From the American Academy of Poets (Poets.org)
Allegory: a narrative or visual representation with an underlying meaning, moral message, or political significance.
Alliteration: the repetition of consonant sounds, particularly at the beginnings of words.
Allusion: a reference to a person, event, or literary work outside the poem.
Anaphora: a technique in which successive phrases or lines begin with the same words, often resembling a litany.
Aphorism: a short, pithy statement offering instruction, truth, or opinion; like a maxim or an adage.
Assonance: the repetition of similar vowel sounds.
Ballad: a plot-driven song with one or more characters and often constructed in quatrain stanzas.
Blank Verse: poetry that does not rhyme but follows a regular meter, most commonly iambic pentameter.
Canto: a unit of division or subsection found in epics or long narrative poetry.
Couplet: a two-line stanza, or two lines of verse, rhymed or unrhymed.
Elegy: a form of poetry in which the poet or speaker expresses grief, sadness, or loss.
Enjambment: the continuation of a sentence or clause across one poetic line break.
Epic: a long, often book-length, narrative in verse form that retells the heroic journey of a single person, or group of persons.
Epigram: a short, pithy saying, usually in verse, often with a quick, satirical twist at the end.
Epigraph: a quotation set at the beginning of a literary work or one of its divisions to suggest its theme.
Erasure: a form of found poetry wherein a poet takes an existing text and erases, blacks out, or otherwise obscures a large portion of the text, creating a wholly new work from what remains.
Free Verse: open form poetry not dictated by an established form or meter and often influenced by the rhythms of speech.
Hymn: a lyric poem of devotion or reverence, typically written as a prayer addressing a deity or deities, or personified subjects.
Iambic Pentameter: a rising meter form consisting of five pairs of unstressed and stressed or accented syllables as five iambic feet per line.
Idiom: a short expression that is peculiar to a language, people, or place that conveys a figurative meaning without a literal interpretation of the words used in the phrase.
Imagery: language in a poem representing a sensory experience, including visual, auditory, olfactory, tactile, and gustatory.
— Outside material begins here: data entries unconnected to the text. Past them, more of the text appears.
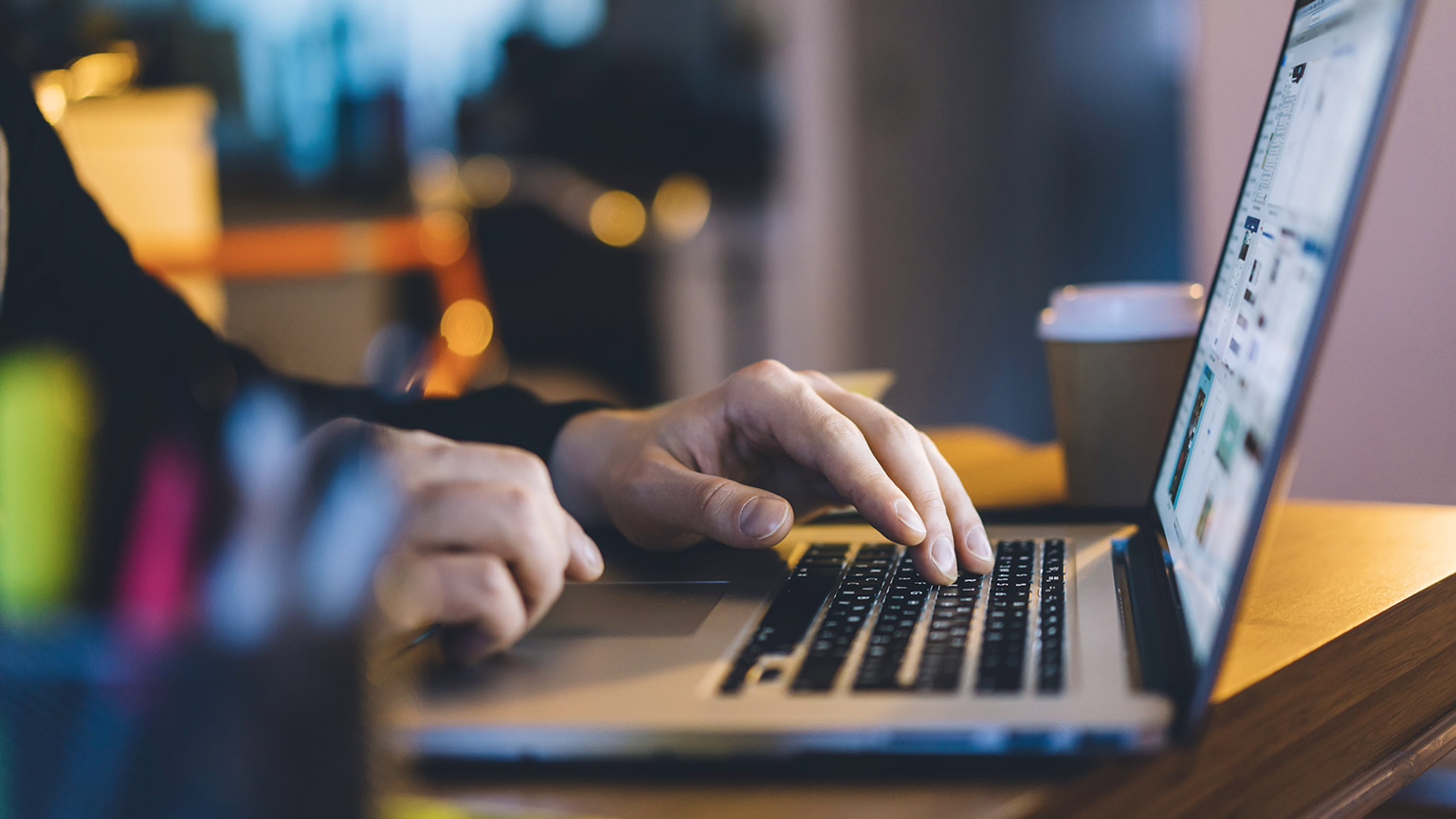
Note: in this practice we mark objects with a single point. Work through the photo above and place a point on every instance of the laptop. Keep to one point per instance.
(1086, 637)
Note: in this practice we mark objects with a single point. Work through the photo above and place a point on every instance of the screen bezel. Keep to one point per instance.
(1206, 674)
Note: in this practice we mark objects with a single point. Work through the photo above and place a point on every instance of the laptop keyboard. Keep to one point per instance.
(918, 634)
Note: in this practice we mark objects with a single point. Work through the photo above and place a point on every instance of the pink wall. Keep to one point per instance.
(1382, 417)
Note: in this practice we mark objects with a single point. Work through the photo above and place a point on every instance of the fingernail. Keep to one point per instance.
(590, 557)
(980, 544)
(909, 516)
(762, 516)
(944, 555)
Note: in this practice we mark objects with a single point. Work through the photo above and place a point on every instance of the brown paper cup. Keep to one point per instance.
(1116, 362)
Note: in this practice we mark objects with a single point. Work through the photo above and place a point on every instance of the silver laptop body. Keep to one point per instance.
(1086, 637)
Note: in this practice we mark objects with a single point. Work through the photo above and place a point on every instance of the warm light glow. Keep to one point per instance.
(102, 75)
(51, 95)
(618, 219)
(445, 236)
(681, 206)
(467, 327)
(434, 179)
(486, 179)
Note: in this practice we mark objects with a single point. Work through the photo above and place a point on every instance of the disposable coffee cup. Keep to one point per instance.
(1116, 358)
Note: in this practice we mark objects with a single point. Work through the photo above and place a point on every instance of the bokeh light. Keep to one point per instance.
(681, 206)
(445, 236)
(51, 95)
(467, 327)
(618, 219)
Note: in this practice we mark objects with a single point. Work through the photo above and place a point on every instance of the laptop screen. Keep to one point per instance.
(1270, 280)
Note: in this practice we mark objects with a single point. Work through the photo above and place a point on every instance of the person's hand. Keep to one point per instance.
(485, 544)
(737, 463)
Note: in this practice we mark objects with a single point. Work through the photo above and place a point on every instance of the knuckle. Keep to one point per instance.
(839, 430)
(711, 496)
(934, 506)
(766, 372)
(893, 428)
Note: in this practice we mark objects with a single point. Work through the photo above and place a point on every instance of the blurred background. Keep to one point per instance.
(632, 198)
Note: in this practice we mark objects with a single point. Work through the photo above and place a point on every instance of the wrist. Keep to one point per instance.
(581, 458)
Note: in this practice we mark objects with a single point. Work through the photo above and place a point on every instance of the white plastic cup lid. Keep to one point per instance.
(1121, 312)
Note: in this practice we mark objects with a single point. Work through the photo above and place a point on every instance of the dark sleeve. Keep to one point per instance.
(72, 280)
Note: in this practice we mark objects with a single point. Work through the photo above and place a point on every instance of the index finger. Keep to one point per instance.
(779, 406)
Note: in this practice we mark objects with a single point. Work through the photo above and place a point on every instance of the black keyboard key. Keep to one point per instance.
(944, 651)
(846, 615)
(1050, 621)
(792, 610)
(1004, 639)
(899, 612)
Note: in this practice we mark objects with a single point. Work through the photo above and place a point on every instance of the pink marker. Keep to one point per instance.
(155, 577)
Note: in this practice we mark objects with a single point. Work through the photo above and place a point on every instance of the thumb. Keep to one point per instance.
(709, 506)
(584, 563)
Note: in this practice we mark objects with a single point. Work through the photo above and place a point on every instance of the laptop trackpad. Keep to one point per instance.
(630, 610)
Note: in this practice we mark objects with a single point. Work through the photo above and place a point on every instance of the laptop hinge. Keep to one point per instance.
(1160, 658)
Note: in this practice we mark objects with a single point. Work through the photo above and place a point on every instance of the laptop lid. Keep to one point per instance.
(1270, 299)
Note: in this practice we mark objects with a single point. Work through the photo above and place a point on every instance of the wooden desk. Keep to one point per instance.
(1338, 688)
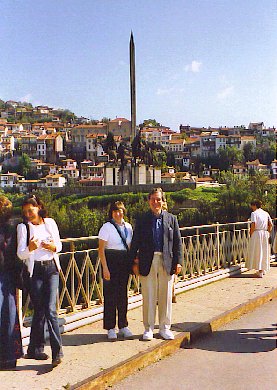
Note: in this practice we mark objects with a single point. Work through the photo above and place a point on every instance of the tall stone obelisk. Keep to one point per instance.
(133, 86)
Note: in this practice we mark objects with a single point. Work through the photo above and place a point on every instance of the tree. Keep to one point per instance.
(248, 152)
(228, 157)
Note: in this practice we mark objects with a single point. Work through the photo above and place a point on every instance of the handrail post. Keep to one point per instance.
(72, 283)
(217, 245)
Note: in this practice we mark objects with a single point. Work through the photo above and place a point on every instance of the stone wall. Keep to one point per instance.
(121, 189)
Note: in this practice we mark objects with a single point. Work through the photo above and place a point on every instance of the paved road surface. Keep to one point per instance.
(240, 356)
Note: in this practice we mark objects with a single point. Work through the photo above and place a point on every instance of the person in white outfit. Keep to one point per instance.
(259, 247)
(114, 240)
Inaugural Poem: a poem read at a Presidential inauguration
Line: a fundamental unit in verse, carrying meaning both horizontally across the page and vertically from one line to the next.
Lyric Poetry: a non-narrative poem, often with songlike qualities, that expresses the speaker’s personal emotions and feelings.
Metaphor: a comparison between essentially unlike things, or the application of a name or description to something to which it is not literally applicable.
Meter: the measured pattern of rhythmic accents in a line of verse.
Negative Capability: a phrase coined by John Keats to describe the poet’s ability to live with uncertainty and mystery.
Ode: a poem celebrating an event, a person, or a thing that is not present.
Onomatopoeia: the use of language that sounds like the thing or action it describes.
Pastoral: referring to a creative tradition as well as individual work idealizing rural life and landscapes.
Poetic Diction: the language, including word choice and syntax, that sets poetry apart from other forms of writing.
Poetry: a form of writing vital to culture, art, and life.
Point of View: the perspective or viewpoint of the speaker in a poem.
Proverb: a short statement or saying that expresses a basic truth.
Prosody: the systematic study of meter, rhythm, and intonation of language found in poetry, but also prose.
Repetition: the poetic technique of repeating the same word or phrase multiple times within a poem or work.
Rhyme: the correspondence of sounds in words or lines of verse.
Simile: a comparison between two essentially unlike things using words “such as,” “like,” and “as.”
Stanza: a grouping of lines that forms the main unit in a poem.
Syntax: the arrangement of language and order of words used to convey the poem’s content.
Tone: a literary device that conveys the author’s attitude toward the subject, speaker, or audience of a poem.
Voice: an expression denoting the comprehensive style of a speaker adopted by the author in a poem.